Duas horas antes do evento, muita gente já fazia fila na porta da Biblioteca Pública, na Praça da Liberdade, em BH. No auditório, todos os 191 lugares ocupados por pessoas de todas as idades. Ansiedade quase palpável e incomum para um evento de literatura.
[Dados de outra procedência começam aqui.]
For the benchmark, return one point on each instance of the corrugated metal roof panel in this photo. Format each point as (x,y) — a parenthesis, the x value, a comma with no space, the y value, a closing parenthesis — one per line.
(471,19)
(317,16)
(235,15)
Na abertura do Sempre Um Papo em 2024, na noite desta quinta-feira (14), a expectativa para ouvir o escritor Jeferson Tenório ganhou ares de desagravo.
Isso porque, nas últimas semanas, o livro “ O avesso da Pele”, premiado com o jabuti em 2021, foi censurado e retirado da distribuição em escolas de ensino médio no Paraná, Goiás e Mato Grosso do Sul depois que uma diretora denunciou uma suposta inadequação da linguagem da obra para estudantes de 15 a 18 anos.
Em entrevista à Itatiaia, Jeferson Tenório destaca que os ataques partem de pessoas que não leram o livro, minuciosamente avaliado pelo PNLD antes de ser enviado às escolas.
“É uma contradição achar que adolescentes de 15 anos não podem ter acesso a uma linguagem que está dentro de um contexto de crítica. O pior disso é subestimar o professor, como se ele não tivesse condições de discutir sobre o material com adolescentes.”.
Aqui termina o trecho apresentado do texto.